Divided highways that fall within this exception include, but are not limited to, sections of: Babylon-Farmingdale Road; Broad Hollow Road; Cross River Drive; Deer Park Avenue; Middle Road; Nesconset Highway; Nicolls Road; North Ocean Avenue/Patchogue-Mount Sinai Road; North Road; Nugent Drive; Port Jefferson-Westhampton Road/Captain Daniel Roe Highway; Ocean Parkway; Sills Road/Patchogue-Yaphank Road; Suffolk Avenue; Sunrise Highway; Veterans Memorial Highway; and William Floyd Parkway, according to county officials.

“I have some serious concerns. We regularly receive complaints from people about the administration of the program," said McCaffrey, who said he helped several motorists get tickets dismissed, including some received on Lamar Street outside a bus yard in West Babylon.

"There are some examples where we think that it’s an overreach, or as I call it 'the gotchas' that do not imperil the safety of the students. Some of them are instances when school buses have red lights on and are just testing their buses, making sure their lights work, and people are getting tickets. We don’t know in what other areas this is happening.

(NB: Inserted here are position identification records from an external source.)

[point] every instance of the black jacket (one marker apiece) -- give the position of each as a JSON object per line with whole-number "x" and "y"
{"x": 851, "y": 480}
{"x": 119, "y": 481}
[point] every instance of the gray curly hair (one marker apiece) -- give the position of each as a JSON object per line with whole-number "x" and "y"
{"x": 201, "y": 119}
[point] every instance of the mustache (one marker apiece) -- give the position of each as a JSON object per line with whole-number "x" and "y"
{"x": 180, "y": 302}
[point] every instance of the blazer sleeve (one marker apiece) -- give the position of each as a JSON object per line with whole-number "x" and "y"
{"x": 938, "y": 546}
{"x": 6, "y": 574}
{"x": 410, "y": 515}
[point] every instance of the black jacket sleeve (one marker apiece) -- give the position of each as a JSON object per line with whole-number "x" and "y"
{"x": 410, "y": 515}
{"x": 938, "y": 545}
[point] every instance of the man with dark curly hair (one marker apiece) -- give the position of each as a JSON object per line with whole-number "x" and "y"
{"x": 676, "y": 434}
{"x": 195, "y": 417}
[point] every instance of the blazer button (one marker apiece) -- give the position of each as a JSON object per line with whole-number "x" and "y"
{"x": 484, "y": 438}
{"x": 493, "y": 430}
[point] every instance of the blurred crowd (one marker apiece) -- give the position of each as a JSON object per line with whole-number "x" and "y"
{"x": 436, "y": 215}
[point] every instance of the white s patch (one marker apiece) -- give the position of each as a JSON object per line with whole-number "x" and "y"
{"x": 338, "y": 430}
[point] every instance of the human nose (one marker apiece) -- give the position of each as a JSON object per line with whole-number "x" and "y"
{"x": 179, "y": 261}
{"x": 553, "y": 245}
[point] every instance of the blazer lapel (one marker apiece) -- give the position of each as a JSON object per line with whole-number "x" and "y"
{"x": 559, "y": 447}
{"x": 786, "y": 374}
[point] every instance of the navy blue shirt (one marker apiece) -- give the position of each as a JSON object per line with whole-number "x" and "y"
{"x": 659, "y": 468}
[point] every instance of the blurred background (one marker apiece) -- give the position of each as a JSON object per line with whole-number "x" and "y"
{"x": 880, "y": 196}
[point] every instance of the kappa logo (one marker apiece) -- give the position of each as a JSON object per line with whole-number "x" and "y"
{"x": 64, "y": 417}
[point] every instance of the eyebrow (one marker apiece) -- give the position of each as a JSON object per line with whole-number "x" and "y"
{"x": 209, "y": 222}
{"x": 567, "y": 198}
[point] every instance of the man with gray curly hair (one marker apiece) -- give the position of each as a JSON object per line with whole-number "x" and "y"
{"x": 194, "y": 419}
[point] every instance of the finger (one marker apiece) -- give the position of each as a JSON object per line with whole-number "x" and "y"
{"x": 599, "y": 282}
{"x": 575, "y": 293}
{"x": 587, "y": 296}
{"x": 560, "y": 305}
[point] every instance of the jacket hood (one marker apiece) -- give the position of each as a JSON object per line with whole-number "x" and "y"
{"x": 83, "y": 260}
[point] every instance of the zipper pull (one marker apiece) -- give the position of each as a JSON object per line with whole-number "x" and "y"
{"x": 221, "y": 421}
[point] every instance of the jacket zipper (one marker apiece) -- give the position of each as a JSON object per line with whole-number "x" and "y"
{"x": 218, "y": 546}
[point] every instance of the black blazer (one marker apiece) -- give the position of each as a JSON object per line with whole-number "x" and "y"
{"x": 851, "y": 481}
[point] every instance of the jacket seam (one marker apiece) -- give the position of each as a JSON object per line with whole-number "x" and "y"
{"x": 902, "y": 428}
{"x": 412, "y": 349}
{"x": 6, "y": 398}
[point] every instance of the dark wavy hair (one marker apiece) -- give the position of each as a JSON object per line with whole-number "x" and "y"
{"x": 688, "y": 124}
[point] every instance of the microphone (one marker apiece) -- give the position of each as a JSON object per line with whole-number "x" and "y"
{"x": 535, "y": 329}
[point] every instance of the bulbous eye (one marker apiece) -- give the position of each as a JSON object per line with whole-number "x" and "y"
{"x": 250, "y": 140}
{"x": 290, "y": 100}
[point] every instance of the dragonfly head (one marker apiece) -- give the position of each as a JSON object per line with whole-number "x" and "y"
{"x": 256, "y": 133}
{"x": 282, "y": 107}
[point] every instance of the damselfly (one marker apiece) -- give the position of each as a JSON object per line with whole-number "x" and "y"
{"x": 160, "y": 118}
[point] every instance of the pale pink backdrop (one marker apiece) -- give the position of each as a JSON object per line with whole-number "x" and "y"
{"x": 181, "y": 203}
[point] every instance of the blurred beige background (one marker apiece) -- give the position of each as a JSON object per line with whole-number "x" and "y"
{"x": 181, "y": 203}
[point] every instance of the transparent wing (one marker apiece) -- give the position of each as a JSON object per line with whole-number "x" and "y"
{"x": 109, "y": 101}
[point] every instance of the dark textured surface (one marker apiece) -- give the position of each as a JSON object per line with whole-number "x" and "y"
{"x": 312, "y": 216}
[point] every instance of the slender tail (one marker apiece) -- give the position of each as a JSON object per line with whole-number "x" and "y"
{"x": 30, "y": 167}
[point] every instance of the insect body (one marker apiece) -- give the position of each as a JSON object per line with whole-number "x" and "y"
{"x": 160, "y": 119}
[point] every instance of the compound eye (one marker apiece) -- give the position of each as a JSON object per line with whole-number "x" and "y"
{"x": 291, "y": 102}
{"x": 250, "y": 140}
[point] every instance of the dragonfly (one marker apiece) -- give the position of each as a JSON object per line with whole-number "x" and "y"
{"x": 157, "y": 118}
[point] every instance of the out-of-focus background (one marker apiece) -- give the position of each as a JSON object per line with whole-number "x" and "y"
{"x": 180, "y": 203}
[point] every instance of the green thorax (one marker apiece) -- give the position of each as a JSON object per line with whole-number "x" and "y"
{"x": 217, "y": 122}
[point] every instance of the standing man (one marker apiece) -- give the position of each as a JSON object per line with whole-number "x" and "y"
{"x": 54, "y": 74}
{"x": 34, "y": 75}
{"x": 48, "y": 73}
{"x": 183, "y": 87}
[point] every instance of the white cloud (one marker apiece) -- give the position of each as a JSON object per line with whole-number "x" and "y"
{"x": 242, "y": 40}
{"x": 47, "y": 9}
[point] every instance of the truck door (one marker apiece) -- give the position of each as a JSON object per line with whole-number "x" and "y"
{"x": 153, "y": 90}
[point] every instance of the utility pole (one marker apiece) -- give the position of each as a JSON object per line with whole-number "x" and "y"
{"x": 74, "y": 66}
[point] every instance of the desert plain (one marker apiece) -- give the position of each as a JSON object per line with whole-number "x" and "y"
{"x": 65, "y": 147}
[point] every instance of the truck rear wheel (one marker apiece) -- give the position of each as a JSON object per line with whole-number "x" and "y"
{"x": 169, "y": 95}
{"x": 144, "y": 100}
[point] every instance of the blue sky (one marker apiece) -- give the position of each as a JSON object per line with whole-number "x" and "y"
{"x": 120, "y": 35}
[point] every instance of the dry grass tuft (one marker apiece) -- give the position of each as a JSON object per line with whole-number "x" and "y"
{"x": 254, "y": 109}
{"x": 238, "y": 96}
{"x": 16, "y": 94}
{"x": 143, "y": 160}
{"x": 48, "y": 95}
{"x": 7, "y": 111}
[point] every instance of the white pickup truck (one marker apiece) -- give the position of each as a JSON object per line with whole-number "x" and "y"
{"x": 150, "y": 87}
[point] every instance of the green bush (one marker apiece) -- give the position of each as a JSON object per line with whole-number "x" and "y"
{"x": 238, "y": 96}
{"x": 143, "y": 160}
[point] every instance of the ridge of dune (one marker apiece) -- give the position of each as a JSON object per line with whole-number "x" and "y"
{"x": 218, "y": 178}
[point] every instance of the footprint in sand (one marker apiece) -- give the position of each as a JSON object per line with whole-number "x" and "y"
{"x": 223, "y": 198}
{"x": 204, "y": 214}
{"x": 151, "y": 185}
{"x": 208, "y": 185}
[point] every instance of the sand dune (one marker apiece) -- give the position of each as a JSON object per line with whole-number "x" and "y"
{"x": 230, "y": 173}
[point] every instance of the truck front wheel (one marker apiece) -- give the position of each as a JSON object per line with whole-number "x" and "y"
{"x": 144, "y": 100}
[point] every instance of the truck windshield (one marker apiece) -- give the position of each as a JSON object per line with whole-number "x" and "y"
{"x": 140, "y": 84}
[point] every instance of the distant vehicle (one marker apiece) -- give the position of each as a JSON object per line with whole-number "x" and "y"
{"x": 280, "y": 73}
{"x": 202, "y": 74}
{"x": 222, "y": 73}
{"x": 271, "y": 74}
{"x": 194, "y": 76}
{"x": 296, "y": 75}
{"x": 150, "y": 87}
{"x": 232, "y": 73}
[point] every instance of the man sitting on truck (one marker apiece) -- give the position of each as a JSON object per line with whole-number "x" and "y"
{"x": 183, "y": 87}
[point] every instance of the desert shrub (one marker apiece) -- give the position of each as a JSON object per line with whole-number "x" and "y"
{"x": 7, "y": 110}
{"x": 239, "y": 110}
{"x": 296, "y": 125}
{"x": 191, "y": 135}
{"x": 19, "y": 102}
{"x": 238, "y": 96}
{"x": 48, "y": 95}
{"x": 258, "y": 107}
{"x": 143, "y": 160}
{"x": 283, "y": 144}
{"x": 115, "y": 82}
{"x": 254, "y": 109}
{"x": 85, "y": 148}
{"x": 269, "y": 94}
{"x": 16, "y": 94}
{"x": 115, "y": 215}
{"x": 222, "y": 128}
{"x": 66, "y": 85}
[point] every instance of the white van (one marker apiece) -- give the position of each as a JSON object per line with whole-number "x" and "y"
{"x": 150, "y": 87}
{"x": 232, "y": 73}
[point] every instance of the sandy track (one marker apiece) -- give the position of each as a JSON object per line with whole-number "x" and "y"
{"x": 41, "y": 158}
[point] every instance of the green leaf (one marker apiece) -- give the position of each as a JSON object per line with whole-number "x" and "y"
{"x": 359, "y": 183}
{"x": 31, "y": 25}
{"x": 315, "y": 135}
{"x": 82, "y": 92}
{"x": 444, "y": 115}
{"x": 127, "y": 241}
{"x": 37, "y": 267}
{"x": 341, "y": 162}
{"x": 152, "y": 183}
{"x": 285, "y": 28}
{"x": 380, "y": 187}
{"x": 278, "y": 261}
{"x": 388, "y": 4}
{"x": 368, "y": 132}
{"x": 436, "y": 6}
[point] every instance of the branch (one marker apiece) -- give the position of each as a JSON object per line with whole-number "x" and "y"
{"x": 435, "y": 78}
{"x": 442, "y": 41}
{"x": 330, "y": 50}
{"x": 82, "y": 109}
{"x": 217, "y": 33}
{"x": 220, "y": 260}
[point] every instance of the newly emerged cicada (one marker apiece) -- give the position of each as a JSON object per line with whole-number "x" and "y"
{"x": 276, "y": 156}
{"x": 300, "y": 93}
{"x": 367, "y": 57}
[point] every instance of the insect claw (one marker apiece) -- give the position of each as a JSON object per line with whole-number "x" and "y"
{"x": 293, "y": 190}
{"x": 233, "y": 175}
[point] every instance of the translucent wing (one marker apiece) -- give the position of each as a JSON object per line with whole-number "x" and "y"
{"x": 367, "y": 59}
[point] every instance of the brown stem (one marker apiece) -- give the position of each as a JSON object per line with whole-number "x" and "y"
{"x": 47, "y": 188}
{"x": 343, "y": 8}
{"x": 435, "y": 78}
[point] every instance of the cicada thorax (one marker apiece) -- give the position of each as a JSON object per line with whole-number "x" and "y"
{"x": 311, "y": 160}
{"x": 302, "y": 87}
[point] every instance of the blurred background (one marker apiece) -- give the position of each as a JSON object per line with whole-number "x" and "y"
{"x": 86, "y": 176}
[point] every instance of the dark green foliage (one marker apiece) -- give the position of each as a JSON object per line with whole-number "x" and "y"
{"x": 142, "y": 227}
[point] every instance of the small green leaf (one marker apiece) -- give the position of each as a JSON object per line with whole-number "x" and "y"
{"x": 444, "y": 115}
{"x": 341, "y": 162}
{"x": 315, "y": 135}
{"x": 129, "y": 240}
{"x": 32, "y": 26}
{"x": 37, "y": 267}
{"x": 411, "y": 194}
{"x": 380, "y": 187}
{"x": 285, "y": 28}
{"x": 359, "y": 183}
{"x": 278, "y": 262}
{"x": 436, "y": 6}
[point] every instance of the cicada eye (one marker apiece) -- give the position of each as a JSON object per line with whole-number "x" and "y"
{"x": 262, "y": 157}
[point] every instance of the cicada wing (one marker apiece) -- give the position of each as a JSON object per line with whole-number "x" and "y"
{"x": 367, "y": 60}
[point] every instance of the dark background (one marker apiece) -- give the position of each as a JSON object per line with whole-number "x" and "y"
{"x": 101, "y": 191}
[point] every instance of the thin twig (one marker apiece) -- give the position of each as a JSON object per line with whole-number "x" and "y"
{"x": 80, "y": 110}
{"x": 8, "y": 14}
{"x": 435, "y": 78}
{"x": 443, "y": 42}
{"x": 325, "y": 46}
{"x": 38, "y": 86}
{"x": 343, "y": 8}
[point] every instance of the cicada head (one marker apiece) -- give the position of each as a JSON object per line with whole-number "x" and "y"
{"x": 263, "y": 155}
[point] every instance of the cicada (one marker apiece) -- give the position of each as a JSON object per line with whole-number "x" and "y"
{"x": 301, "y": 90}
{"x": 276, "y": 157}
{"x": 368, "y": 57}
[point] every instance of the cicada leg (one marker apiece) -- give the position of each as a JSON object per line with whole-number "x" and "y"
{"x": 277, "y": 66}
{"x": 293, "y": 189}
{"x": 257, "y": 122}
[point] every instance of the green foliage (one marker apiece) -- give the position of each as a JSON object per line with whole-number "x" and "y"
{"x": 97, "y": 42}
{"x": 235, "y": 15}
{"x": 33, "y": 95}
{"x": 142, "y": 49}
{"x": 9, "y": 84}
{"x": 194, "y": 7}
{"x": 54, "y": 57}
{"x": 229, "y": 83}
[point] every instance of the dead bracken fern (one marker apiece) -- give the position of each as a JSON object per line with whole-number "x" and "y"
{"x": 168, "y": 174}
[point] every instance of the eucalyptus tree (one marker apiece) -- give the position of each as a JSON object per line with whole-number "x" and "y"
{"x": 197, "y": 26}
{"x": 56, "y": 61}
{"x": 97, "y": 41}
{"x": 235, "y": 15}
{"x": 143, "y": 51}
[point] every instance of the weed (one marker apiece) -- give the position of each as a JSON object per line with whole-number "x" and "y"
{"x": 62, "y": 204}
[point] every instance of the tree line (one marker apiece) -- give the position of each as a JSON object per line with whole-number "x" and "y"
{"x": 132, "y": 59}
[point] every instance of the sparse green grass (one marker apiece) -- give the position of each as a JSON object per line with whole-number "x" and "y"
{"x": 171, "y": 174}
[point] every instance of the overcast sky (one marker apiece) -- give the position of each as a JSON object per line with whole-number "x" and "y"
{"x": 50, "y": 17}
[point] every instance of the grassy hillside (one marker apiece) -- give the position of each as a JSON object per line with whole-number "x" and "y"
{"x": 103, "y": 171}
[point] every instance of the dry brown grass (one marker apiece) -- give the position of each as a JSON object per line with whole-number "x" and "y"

“Why are all those tickets being given? How many people are saying, 'OK, I’ll just pay it, I can’t take off from work'? I made it perfectly clear to them if they don’t fix the gotchas, this program is in jeopardy,” McCaffrey added.

County officials said the Lamar Street situation was addressed by extending the geofencing limits. County officials also said that amber light signals are turned on between 300 feet and 100 feet before a planned stop and remain on for at least three seconds, allowing enough time for a safe stop.

Legis. Anthony Piccirillo (R-Holtsville) and Legis. Robert Trotta (R-Fort Salonga) said they have fielded numerous complaints from drivers who believe they were wrongly ticketed.

“I am calling for a total review of the program because we want to strike the right balance between safety and government overreach, and we’re not at that place yet,” Piccirillo said.

“I have gotten hundreds of complaints, and 95% are warranted. I had one yesterday where the bus was moving with the stop arm out; there is no way a child is getting off a moving bus,” Trotta said. “This is a money grab.”

McCaffrey and Trotta initially supported the program, but Piccirillo was not yet in office when it was voted on.

Kate Kramer, of Brightwaters, who was ticketed on Fifth Avenue on Feb. 10 in Bay Shore, called the program “draconian” after her hearing request was denied because she failed to sign a form. She said the worst part was getting an overdue notice in the mail and then calling to find out her request for an appeal was rejected.

“What’s the percentage of people who don’t sign and just get denied a hearing? What if you make an honest mistake? It shouldn’t be because I didn’t sign a form. There is really no other recourse?” Kramer said.

The Suffolk County Safety Committee made several recommendations to the county and contractor, including adding road signage, additional bus driver training, and providing school districts with citation data, including high-risk zones. BusPatrol released the top 20 citation locations, which represent 8% of all ticketing locations, according to Soulière.

It cost more than $27 million to install the equipment on 5,000 buses and will take several years before BusPatrol begins to reap any profit, Soulière said. 

“People just wanna go, go, go, and we don’t think about who is next and what can happen. They’re supposed be three times more careful because kids are coming out of the bus,” said Hernandez, the mother from Brentwood.

“You can go to a court to fight a ticket, but you cannot fight the life of a person," she said. "If a person dies, there is nothing else you can do.”